Monsieur Pulver, comment allez-vous ?
Daniel Pulver : La ténacité d'Isa, sa discipline et sa capacité à se recentrer immédiatement, quoi qu'il arrive. Je n'apprécie pas seulement ça, je l'admire.
Qu’est-ce qui vous agace chez l’autre personne ?
Isa Pulver : Rien, vraiment. Sauf quand mon plan d'entraînement est chamboulé parce que Daniel a une idée folle. Mais c'est rien.

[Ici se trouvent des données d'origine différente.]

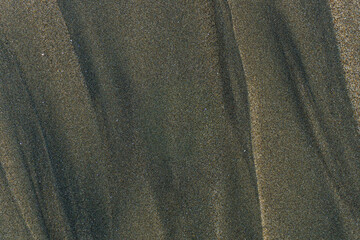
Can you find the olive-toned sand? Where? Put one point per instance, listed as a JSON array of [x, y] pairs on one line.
[[205, 119]]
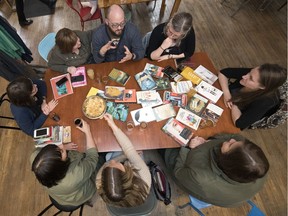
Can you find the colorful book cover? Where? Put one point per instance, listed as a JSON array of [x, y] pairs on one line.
[[61, 86], [163, 84], [179, 132], [79, 77], [144, 114], [114, 92], [129, 96], [209, 91], [188, 118], [119, 76], [145, 81], [175, 99], [154, 70], [197, 104], [164, 112], [206, 75], [118, 111]]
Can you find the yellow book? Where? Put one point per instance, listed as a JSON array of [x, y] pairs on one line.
[[188, 73]]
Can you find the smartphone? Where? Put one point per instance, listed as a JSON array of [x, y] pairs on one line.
[[77, 78], [41, 132], [61, 81]]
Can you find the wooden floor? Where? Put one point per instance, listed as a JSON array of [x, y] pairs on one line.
[[251, 38]]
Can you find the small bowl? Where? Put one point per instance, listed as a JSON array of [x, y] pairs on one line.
[[94, 107]]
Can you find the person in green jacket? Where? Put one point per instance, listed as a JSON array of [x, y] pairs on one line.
[[68, 176], [224, 170]]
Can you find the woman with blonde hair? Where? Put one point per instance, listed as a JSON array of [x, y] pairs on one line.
[[174, 39], [123, 181]]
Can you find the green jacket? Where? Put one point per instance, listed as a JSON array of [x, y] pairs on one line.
[[78, 186], [58, 61], [197, 173]]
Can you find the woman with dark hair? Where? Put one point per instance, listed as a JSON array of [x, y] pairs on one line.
[[72, 49], [225, 170], [28, 103], [174, 39], [68, 176], [123, 181], [254, 94]]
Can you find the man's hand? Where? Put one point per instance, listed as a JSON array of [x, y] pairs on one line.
[[128, 55]]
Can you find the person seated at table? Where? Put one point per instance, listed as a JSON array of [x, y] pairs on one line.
[[123, 181], [254, 94], [72, 49], [224, 170], [173, 39], [68, 176], [28, 103], [117, 40]]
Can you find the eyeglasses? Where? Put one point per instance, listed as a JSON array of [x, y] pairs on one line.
[[117, 25]]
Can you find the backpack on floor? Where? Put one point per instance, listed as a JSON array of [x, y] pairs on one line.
[[160, 183]]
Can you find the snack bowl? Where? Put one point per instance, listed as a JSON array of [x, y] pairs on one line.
[[94, 107]]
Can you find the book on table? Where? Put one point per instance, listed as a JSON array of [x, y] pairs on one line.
[[61, 86], [79, 77], [119, 76], [117, 110], [209, 91], [188, 118], [145, 81], [178, 131]]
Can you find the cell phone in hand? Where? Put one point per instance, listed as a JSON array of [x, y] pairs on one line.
[[61, 81]]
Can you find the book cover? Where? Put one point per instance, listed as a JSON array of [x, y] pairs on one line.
[[119, 76], [181, 87], [212, 113], [188, 118], [129, 96], [164, 111], [114, 92], [144, 114], [163, 84], [118, 111], [145, 81], [206, 75], [188, 73], [179, 132], [79, 77], [197, 104], [209, 91], [62, 90], [154, 70], [175, 99]]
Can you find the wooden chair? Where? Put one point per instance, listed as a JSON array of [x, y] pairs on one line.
[[83, 11]]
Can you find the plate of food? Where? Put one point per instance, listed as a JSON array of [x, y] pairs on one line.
[[94, 107]]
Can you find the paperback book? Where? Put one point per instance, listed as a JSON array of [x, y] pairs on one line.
[[129, 96], [197, 104], [145, 81], [179, 132], [209, 91], [118, 111], [205, 74], [188, 118], [154, 70], [119, 76], [61, 86], [164, 112], [79, 77]]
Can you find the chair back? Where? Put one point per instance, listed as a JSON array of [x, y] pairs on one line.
[[145, 209], [46, 44]]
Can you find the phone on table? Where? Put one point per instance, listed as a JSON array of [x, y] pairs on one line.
[[41, 132], [61, 81]]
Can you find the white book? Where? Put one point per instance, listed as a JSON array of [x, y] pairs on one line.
[[205, 74], [209, 91], [188, 118]]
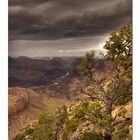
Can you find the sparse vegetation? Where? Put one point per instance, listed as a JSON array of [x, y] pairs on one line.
[[98, 114]]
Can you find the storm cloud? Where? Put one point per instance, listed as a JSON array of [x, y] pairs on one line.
[[61, 20]]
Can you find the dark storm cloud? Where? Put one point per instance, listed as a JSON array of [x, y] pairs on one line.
[[57, 19]]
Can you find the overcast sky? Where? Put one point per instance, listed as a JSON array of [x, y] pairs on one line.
[[63, 27]]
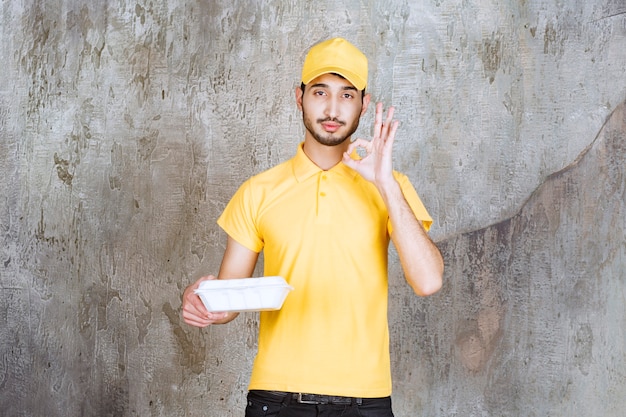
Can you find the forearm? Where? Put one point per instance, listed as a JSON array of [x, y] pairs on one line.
[[421, 260]]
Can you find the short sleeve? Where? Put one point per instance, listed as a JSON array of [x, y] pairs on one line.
[[414, 201], [238, 219]]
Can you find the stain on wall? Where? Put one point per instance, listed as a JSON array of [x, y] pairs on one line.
[[126, 126]]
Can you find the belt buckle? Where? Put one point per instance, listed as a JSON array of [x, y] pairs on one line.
[[301, 401]]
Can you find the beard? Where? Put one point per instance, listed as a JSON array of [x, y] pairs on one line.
[[328, 138]]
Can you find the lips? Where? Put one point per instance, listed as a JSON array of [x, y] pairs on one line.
[[331, 126]]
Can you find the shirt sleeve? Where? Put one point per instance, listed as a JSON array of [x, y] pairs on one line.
[[238, 219], [414, 201]]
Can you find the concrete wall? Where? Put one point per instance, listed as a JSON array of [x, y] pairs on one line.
[[125, 126]]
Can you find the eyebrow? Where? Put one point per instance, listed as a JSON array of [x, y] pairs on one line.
[[322, 85]]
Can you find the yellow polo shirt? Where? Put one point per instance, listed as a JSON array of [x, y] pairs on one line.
[[327, 233]]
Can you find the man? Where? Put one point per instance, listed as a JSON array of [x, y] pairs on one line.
[[324, 220]]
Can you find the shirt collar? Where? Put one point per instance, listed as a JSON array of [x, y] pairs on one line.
[[304, 168]]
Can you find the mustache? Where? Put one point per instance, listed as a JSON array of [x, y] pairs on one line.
[[332, 119]]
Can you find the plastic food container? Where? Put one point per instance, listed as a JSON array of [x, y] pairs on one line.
[[244, 294]]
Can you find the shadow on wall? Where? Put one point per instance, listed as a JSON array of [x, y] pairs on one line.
[[538, 321]]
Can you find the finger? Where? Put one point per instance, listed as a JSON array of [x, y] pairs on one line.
[[388, 123], [378, 121]]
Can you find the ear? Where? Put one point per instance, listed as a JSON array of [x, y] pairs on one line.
[[299, 94], [366, 102]]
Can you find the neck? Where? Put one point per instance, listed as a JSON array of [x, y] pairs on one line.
[[324, 156]]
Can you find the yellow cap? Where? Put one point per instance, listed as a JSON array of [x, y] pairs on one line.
[[337, 56]]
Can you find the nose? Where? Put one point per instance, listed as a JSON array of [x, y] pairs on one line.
[[332, 108]]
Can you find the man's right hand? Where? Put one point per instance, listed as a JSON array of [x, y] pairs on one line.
[[194, 312]]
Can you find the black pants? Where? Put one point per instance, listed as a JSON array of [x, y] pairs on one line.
[[261, 404]]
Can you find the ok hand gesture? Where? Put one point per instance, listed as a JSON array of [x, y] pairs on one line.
[[376, 166]]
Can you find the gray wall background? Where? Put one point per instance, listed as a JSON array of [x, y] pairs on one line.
[[125, 127]]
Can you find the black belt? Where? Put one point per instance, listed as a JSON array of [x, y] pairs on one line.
[[316, 399]]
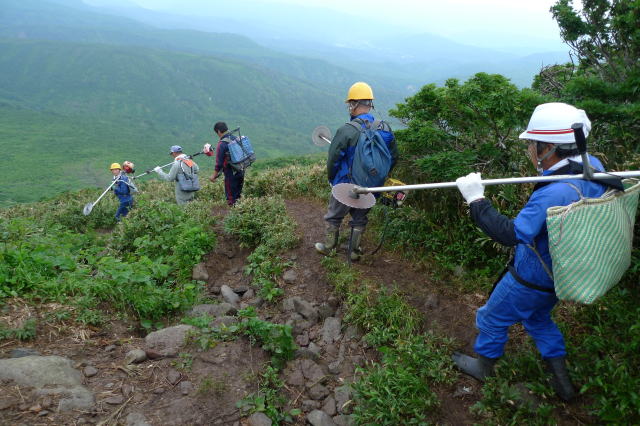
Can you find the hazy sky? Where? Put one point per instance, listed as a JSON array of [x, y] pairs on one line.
[[526, 18]]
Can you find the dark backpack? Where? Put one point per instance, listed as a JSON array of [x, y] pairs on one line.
[[241, 153], [188, 181], [372, 159]]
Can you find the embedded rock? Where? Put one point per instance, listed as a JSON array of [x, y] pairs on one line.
[[200, 272], [168, 341], [49, 375], [320, 418]]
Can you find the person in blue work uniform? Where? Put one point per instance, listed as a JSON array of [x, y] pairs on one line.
[[122, 189], [525, 293], [341, 153], [233, 179]]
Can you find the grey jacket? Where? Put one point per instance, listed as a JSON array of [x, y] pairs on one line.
[[182, 197]]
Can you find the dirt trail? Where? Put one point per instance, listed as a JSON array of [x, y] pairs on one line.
[[197, 386], [444, 314]]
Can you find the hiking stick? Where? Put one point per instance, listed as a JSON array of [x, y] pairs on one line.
[[166, 165], [487, 182], [89, 206]]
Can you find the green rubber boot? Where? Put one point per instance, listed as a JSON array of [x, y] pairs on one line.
[[356, 250], [479, 368], [331, 241], [560, 379]]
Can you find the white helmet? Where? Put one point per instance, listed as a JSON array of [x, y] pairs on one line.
[[551, 123]]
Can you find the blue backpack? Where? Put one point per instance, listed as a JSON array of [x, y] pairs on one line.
[[372, 160], [241, 152]]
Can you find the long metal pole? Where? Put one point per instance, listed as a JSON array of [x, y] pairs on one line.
[[487, 182], [150, 170], [105, 191], [168, 164]]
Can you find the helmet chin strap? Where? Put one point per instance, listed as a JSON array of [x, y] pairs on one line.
[[544, 157]]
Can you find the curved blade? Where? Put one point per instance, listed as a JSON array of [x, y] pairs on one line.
[[343, 193], [321, 136], [87, 209]]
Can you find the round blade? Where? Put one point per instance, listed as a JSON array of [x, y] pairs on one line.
[[321, 136], [343, 192], [87, 209]]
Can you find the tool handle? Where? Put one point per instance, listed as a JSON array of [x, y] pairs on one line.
[[105, 191], [581, 141]]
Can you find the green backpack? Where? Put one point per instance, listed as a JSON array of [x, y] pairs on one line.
[[590, 243]]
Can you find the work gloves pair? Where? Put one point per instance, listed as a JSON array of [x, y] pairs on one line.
[[471, 187]]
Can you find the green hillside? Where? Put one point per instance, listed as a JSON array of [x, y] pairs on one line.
[[44, 20], [99, 104]]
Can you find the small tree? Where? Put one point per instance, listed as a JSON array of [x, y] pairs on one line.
[[605, 37]]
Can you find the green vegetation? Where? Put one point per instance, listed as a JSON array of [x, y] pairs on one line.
[[50, 252], [268, 400], [401, 389], [260, 223]]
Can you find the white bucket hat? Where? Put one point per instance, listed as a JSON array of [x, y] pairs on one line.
[[551, 123]]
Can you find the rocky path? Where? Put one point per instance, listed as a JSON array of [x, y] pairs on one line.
[[110, 376]]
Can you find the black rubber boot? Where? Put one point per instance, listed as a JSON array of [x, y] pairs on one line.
[[479, 368], [560, 379], [331, 242]]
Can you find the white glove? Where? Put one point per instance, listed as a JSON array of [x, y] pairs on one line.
[[471, 187]]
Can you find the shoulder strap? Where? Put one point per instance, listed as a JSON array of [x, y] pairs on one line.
[[575, 168], [357, 124], [381, 125]]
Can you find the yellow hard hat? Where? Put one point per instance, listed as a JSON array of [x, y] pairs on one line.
[[359, 90]]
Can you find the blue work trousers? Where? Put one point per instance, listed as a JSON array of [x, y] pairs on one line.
[[337, 211], [510, 303], [123, 209]]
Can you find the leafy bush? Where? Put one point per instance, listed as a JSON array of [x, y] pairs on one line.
[[399, 389]]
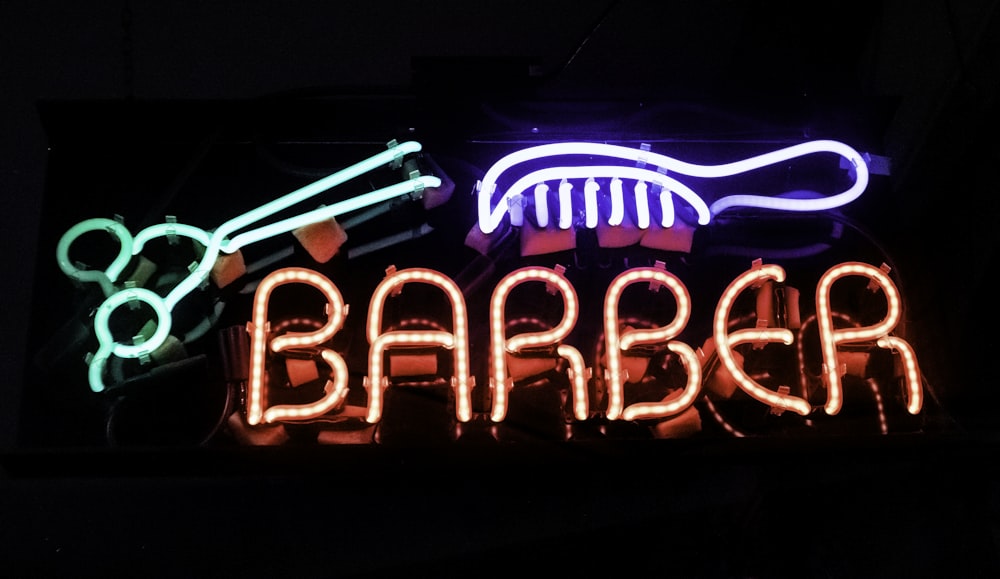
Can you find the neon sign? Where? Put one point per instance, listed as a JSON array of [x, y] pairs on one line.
[[504, 349], [495, 201], [589, 194]]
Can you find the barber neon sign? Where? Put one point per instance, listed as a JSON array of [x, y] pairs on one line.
[[618, 342], [593, 183]]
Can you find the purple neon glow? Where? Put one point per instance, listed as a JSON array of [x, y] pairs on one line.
[[536, 178], [491, 209]]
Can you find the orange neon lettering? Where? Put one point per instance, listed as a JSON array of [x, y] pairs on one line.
[[500, 345], [457, 340], [878, 334], [335, 390], [617, 342], [725, 340]]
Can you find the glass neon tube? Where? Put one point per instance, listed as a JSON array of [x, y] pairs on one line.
[[726, 340], [457, 341], [618, 342], [500, 345], [491, 209], [217, 242], [110, 275], [534, 179], [259, 329], [830, 338]]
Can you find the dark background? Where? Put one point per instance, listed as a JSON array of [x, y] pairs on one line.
[[925, 507]]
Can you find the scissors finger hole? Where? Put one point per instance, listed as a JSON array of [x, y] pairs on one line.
[[103, 237], [136, 321]]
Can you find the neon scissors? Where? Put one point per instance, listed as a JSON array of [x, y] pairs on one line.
[[216, 242]]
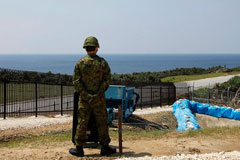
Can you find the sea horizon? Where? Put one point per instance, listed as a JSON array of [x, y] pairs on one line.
[[119, 62]]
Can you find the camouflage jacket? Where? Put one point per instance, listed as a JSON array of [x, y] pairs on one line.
[[91, 77]]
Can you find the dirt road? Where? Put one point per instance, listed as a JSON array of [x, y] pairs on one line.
[[171, 143]]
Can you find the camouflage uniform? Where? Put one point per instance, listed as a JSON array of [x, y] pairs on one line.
[[91, 79]]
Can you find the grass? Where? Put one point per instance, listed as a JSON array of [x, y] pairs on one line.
[[55, 138], [195, 77], [17, 92]]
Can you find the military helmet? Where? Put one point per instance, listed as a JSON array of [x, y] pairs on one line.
[[91, 42]]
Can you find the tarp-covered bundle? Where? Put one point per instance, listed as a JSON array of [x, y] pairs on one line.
[[185, 117], [184, 109], [215, 111]]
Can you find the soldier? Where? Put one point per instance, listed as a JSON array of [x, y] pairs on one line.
[[91, 79]]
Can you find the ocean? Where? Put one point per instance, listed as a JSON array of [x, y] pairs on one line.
[[119, 63]]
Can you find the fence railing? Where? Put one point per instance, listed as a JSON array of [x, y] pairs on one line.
[[19, 99], [151, 96], [24, 99]]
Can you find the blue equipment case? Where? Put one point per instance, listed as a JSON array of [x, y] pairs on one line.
[[120, 95]]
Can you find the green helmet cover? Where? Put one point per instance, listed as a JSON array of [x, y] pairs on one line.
[[91, 41]]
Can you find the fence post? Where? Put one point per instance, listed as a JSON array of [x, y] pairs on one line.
[[208, 95], [193, 92], [160, 96], [141, 97], [168, 95], [36, 100], [174, 93], [228, 96], [61, 100], [54, 105], [151, 96], [4, 99]]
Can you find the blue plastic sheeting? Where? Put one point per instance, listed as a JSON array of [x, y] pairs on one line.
[[215, 111], [186, 119], [184, 109]]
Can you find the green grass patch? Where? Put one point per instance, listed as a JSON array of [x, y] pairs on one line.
[[196, 77], [216, 132]]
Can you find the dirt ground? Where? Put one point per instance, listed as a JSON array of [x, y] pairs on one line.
[[169, 144]]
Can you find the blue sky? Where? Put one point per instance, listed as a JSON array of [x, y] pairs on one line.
[[122, 26]]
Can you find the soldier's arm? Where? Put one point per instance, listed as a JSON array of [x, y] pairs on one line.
[[77, 82], [106, 79]]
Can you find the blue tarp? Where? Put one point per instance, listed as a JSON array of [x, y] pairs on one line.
[[185, 118], [184, 109]]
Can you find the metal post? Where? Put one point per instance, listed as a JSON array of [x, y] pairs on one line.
[[36, 90], [174, 93], [54, 105], [160, 96], [193, 92], [120, 128], [168, 95], [4, 99], [208, 98], [61, 100], [151, 96], [228, 95], [141, 97]]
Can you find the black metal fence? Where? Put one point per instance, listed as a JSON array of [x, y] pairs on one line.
[[19, 99], [24, 99]]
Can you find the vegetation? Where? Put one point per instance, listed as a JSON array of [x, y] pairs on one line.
[[55, 138], [175, 75]]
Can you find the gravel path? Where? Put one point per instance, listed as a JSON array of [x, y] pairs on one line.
[[235, 155]]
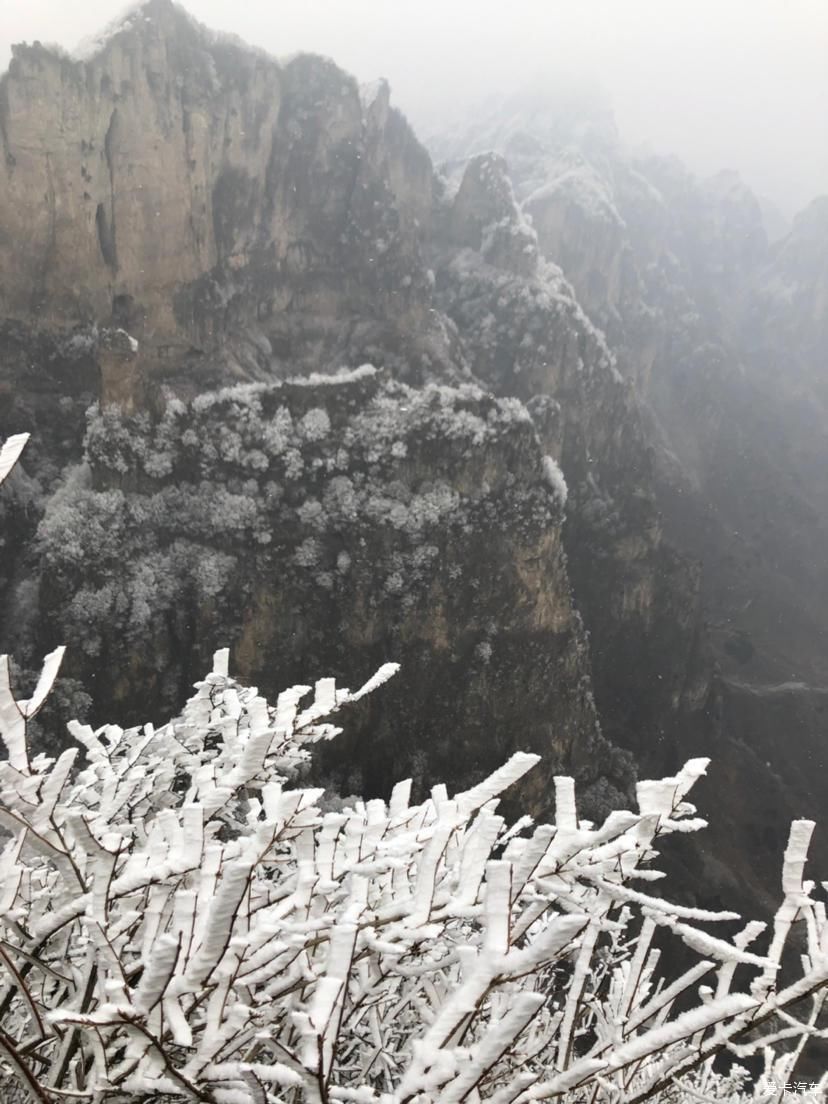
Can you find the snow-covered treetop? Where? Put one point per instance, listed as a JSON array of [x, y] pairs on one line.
[[178, 923]]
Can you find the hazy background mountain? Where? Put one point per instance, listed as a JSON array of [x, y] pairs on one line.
[[740, 85]]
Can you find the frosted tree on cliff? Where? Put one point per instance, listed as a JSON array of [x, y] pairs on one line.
[[177, 923]]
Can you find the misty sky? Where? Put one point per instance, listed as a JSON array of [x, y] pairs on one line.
[[728, 84]]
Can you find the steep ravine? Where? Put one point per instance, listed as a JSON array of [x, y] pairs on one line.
[[193, 239]]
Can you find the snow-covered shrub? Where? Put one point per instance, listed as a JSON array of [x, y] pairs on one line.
[[177, 923]]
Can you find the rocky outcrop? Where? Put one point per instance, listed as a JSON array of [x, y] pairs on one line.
[[721, 337], [526, 335], [205, 198], [197, 236], [324, 528]]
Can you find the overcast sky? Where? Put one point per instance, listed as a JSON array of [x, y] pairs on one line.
[[736, 84]]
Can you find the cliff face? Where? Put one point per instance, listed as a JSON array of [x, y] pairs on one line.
[[204, 197], [721, 336], [324, 527], [197, 237]]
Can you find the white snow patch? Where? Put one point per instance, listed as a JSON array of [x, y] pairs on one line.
[[554, 477]]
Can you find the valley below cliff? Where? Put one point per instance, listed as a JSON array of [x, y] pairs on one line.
[[541, 421]]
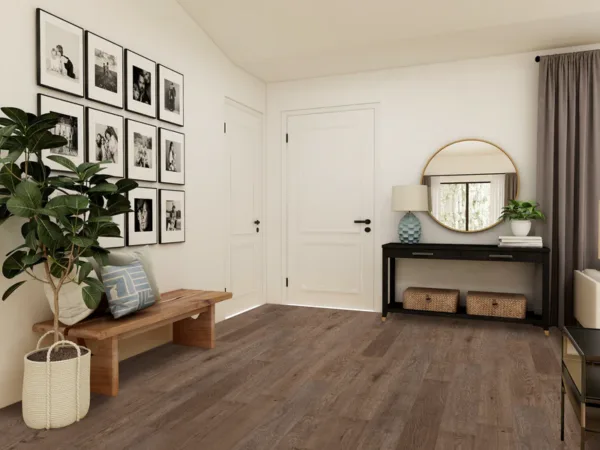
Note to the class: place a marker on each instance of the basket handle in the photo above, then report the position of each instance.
(37, 347)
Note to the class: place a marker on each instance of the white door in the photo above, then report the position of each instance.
(330, 164)
(244, 267)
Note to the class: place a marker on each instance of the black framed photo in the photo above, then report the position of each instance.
(140, 83)
(170, 96)
(106, 141)
(112, 242)
(172, 156)
(141, 151)
(59, 54)
(70, 126)
(142, 227)
(172, 216)
(105, 69)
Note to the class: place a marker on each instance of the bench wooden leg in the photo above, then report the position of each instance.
(105, 367)
(198, 332)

Daniel Pulver : Ce que j'ai dit plus tôt a un côté négatif. Parfois, j'aimerais qu'Isa lâche prise. Elle s'inquiète beaucoup quand j'annule une séance. Parfois, ça m'agace qu'elle ne puisse pas simplement dire : « OK, pas de séance. » Je dois le lui expliquer mille fois.
Est-ce qu'elle réagit comme ça seulement quand tu barre quelque chose ?
Elle n'aime pas du tout peindre ; je pense que cela la rend peu sûre d'elle.
Pour qui la course à travers l’Amérique est-elle la plus difficile ?
Isa Pulver : Pour l'équipage !
Cela est arrivé rapidement.
Je connais les deux côtés de la médaille, ayant travaillé à deux reprises avec des athlètes solo en tant que physiothérapeute. En 2015, j'ai moi-même participé à une course pour la première fois. C'est là que j'ai compris que c'était beaucoup plus facile. Il suffit de faire du vélo !
Juste du vélo, à presque 5 000 kilomètres...
Pour les entraîneurs, ce qui compte avant tout, c'est ce que l'athlète veut. Ils doivent réfléchir à tout, tout faire pour lui. Maintenant, tout le monde fait tout pour moi.
Comment se passe la RAAM pour vous, Monsieur Pulver ?
Daniel Pulver : Pour moi, la course est plus compliquée à deux égards. Je suis malvoyant de naissance et j'ai souvent mal aux pieds. Une course comme celle-ci demande beaucoup d'efforts. En tant qu'entraîneur, je suis proche d'Isa ; nous parlons au téléphone pendant des heures lorsqu'elle est sur son vélo. S'assurer que l'équipe de neuf personnes travaille bien avec moi et le chef d'équipe, et que tout se déroule parfaitement sur le plan logistique , c'est un énorme défi. S'occuper d'Isa est le plus facile. Nous sommes toujours ensemble. Je sais quand elle a besoin de quelque chose. L'équipe ne se connaît pas. C'est épuisant.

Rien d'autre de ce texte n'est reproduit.